2014-08-27 03:57:03 | BioPortfolio

Summary

RATIONALE: Biological therapies use different ways to stimulate the immune system and stop cancer cells from growing. Drugs used in chemotherapy use different ways to stop cancer cells from dividing so they stop growing or die. Combining biological therapy with chemotherapy may kill more cancer cells.

PURPOSE: Phase I trial to study the effectiveness of biological therapy after chemotherapy in treating patients who have relapsed or refractory non-Hodgkin's lymphoma.

Description

OBJECTIVES:

Primary

- Determine the safety and toxicity of cellular immunotherapy with autologous CD8+ cytotoxic T-lymphocyte clones after chemotherapy comprising cyclophosphamide, vincristine, and prednisone in patients with relapsed or refractory CD20+ indolent lymphomas or mantle cell lymphoma.

Secondary

- Determine the duration of in vivo persistence of adoptively transferred CD20-specific CD8+ cytotoxic T-lymphocyte clones in the absence and presence of subcutaneous interleukin-2 in these patients.

- Assess the trafficking of CD8+ cytotoxic T-lymphocyte clones to lymph nodes in these patients treated with this regimen.

- Determine immune response and tumor response in patients treated with this regimen.

OUTLINE: This is an open-label, pilot study.

- Leukapheresis: Patients undergo leukapheresis.

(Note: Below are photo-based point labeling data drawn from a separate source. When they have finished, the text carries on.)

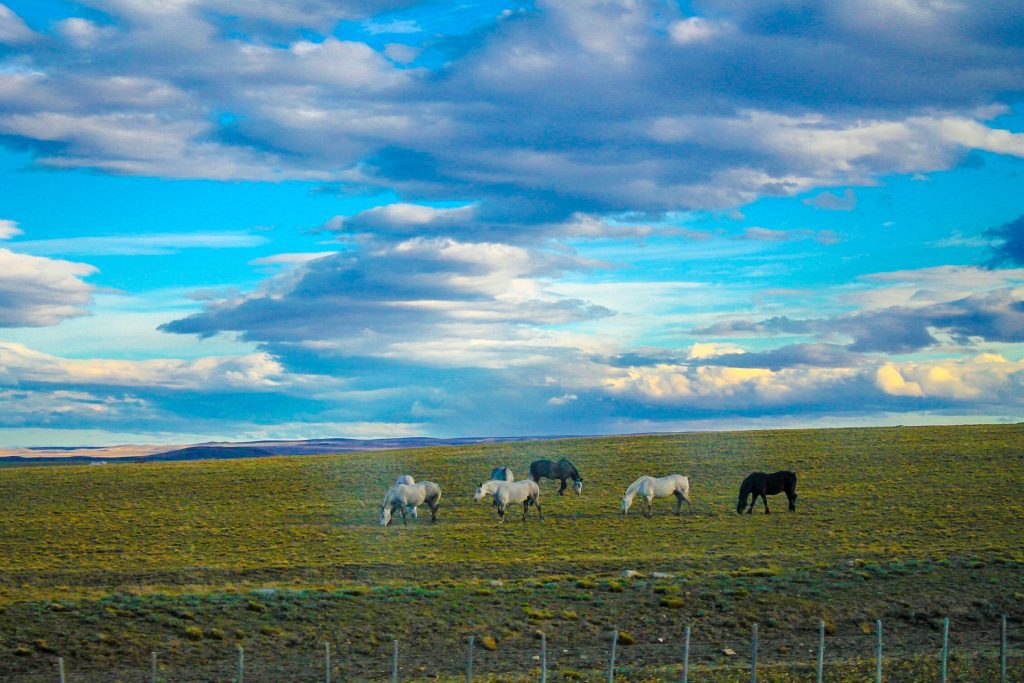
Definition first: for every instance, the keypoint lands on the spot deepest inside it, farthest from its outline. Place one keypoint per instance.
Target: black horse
(562, 470)
(763, 484)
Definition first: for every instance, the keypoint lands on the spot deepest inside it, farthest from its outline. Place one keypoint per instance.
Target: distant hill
(226, 450)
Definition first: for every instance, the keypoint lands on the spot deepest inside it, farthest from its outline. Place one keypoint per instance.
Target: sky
(249, 219)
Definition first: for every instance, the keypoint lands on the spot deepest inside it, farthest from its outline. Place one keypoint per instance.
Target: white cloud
(37, 291)
(402, 217)
(987, 376)
(694, 30)
(711, 350)
(13, 31)
(255, 372)
(8, 229)
(141, 245)
(291, 258)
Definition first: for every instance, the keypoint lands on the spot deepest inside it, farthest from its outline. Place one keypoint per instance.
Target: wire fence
(897, 654)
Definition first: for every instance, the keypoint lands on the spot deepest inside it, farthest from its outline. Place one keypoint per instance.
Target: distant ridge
(225, 451)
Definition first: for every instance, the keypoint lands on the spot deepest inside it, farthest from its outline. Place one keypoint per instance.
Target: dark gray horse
(562, 470)
(763, 484)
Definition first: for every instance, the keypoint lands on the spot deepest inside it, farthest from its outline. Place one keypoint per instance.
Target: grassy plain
(102, 564)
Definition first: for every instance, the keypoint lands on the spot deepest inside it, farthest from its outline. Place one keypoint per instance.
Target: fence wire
(908, 654)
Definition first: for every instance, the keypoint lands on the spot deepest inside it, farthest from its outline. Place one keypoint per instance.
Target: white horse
(506, 493)
(648, 488)
(406, 478)
(503, 473)
(403, 496)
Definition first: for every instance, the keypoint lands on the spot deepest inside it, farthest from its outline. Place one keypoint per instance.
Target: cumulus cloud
(587, 109)
(256, 372)
(987, 379)
(833, 202)
(141, 245)
(39, 292)
(8, 229)
(12, 29)
(1011, 242)
(443, 294)
(916, 309)
(402, 218)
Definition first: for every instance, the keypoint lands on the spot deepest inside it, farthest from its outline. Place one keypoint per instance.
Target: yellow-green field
(102, 564)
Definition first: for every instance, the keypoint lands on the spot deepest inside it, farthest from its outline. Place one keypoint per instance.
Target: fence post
(611, 663)
(945, 646)
(878, 652)
(1003, 649)
(544, 657)
(821, 650)
(754, 655)
(686, 655)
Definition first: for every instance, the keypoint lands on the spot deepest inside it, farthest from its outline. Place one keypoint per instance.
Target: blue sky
(226, 219)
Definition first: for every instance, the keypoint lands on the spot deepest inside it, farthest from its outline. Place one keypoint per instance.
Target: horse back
(567, 468)
(540, 468)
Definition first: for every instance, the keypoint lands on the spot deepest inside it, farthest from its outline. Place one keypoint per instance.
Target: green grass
(905, 523)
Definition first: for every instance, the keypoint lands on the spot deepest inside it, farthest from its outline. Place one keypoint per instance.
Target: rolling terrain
(281, 554)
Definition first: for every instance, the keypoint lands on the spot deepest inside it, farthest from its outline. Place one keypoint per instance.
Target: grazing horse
(561, 470)
(506, 493)
(763, 484)
(502, 473)
(648, 488)
(403, 496)
(407, 478)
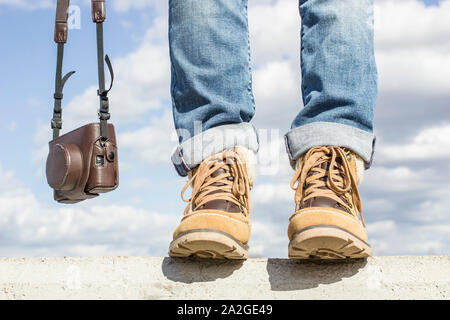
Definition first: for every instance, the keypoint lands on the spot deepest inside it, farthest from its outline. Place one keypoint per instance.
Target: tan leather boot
(219, 224)
(326, 222)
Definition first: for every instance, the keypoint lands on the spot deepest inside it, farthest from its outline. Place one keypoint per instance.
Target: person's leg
(211, 79)
(212, 106)
(339, 77)
(331, 139)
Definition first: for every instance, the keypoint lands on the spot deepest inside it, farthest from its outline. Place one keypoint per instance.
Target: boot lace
(312, 180)
(230, 184)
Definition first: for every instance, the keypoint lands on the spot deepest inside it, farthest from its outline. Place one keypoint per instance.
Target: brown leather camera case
(80, 165)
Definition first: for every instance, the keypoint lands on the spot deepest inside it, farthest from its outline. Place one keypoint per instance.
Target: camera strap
(62, 15)
(98, 17)
(61, 30)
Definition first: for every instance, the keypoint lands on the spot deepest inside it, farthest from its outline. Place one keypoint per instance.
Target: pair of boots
(326, 223)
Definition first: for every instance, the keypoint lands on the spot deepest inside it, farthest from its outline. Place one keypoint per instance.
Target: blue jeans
(212, 83)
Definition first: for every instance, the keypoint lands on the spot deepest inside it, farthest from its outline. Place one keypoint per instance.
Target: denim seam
(297, 145)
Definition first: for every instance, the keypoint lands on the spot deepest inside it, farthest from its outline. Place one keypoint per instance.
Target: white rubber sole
(208, 243)
(327, 242)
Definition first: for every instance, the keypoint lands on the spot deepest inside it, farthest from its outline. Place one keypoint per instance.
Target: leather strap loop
(62, 15)
(98, 11)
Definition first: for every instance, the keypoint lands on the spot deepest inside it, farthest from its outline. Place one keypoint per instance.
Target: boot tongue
(323, 202)
(222, 205)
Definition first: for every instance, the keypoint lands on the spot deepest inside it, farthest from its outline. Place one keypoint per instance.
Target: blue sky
(405, 195)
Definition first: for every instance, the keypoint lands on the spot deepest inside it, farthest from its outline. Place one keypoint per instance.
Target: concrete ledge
(164, 278)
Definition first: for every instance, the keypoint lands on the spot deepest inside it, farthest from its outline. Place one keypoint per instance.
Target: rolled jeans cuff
(193, 151)
(303, 138)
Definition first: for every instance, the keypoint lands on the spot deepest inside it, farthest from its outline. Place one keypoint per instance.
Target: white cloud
(33, 227)
(151, 144)
(28, 4)
(429, 144)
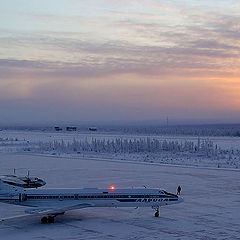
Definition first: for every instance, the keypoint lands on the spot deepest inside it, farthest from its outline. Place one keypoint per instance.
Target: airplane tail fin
(7, 188)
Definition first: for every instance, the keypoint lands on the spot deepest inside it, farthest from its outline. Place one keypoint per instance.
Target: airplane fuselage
(97, 197)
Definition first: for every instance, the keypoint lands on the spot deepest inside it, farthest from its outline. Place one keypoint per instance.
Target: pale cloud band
(144, 60)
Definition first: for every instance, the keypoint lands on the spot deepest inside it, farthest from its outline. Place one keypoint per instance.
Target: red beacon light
(112, 187)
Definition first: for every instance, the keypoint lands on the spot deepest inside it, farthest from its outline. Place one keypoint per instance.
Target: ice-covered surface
(210, 210)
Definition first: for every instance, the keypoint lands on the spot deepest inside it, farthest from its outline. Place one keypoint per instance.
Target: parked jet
(48, 203)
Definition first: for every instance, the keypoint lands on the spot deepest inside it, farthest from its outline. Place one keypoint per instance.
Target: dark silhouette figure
(179, 190)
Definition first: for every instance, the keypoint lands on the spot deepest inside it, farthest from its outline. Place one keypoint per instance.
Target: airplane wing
(46, 211)
(56, 210)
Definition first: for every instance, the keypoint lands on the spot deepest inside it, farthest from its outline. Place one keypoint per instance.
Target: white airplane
(48, 203)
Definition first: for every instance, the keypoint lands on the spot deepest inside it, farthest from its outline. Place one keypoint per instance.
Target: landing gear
(157, 213)
(49, 219)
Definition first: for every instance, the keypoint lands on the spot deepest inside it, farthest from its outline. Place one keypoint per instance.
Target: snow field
(210, 209)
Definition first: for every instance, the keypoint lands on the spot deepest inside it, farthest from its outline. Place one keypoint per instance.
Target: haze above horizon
(119, 60)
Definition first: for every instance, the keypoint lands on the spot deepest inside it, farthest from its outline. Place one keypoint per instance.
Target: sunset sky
(108, 60)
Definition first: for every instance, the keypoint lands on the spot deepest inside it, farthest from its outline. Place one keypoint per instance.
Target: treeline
(196, 130)
(139, 145)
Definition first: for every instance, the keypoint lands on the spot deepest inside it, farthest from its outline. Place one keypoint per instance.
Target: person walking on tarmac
(179, 190)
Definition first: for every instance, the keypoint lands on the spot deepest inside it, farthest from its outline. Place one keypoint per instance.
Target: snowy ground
(210, 210)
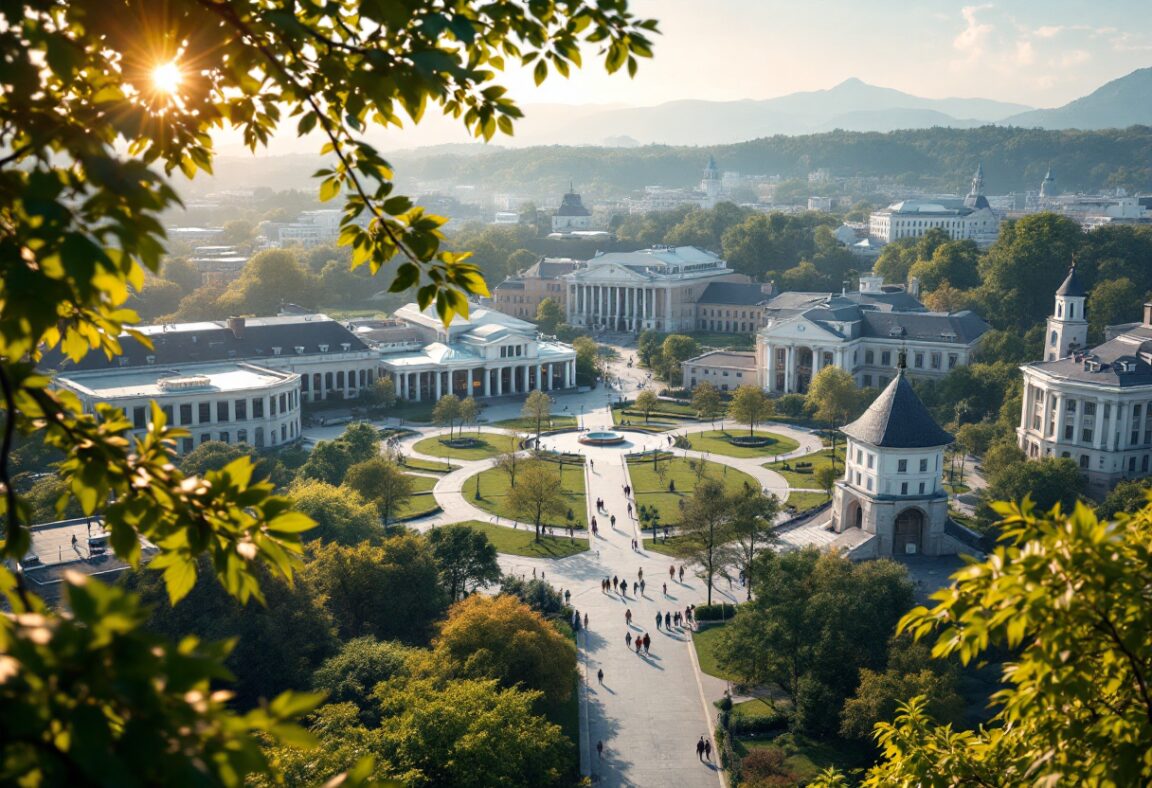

Selected CD20-specific CD8+ cells are cultured to expand the cytotoxic T lymphocytes (CTL), which are then cloned.

- Chemotherapy:

Patients receive oral cyclophosphamide and oral prednisone on days 1-5 and vincristine IV on day 1. Courses repeat every 3-4 weeks for a total of 6 courses.

- Immune cell infusion:

Beginning 4 weeks after the last course of chemotherapy (and lymph nodes ≤ 5 cm diameter or ≤ 5,000 circulating CD20+ lymphocytes/mm^3), patients receive autologous CD8+ CTL clones IV over 30 minutes. Courses repeat every 2-5 days for a total of 3 courses in the absence of disease progression or unacceptable toxicity. The last 6 patients receive interleukin-2 subcutaneously every 12 hours for 14 days, beginning 2 hours after the last infusion of CD8+ CTL clones.

After course 2 or 3 of immune cells, all patients undergo surgical lymph node biopsy to determine if immune cells are moving to the lymph nodes.

Patients are followed monthly for 1 year and then annually for 2 years.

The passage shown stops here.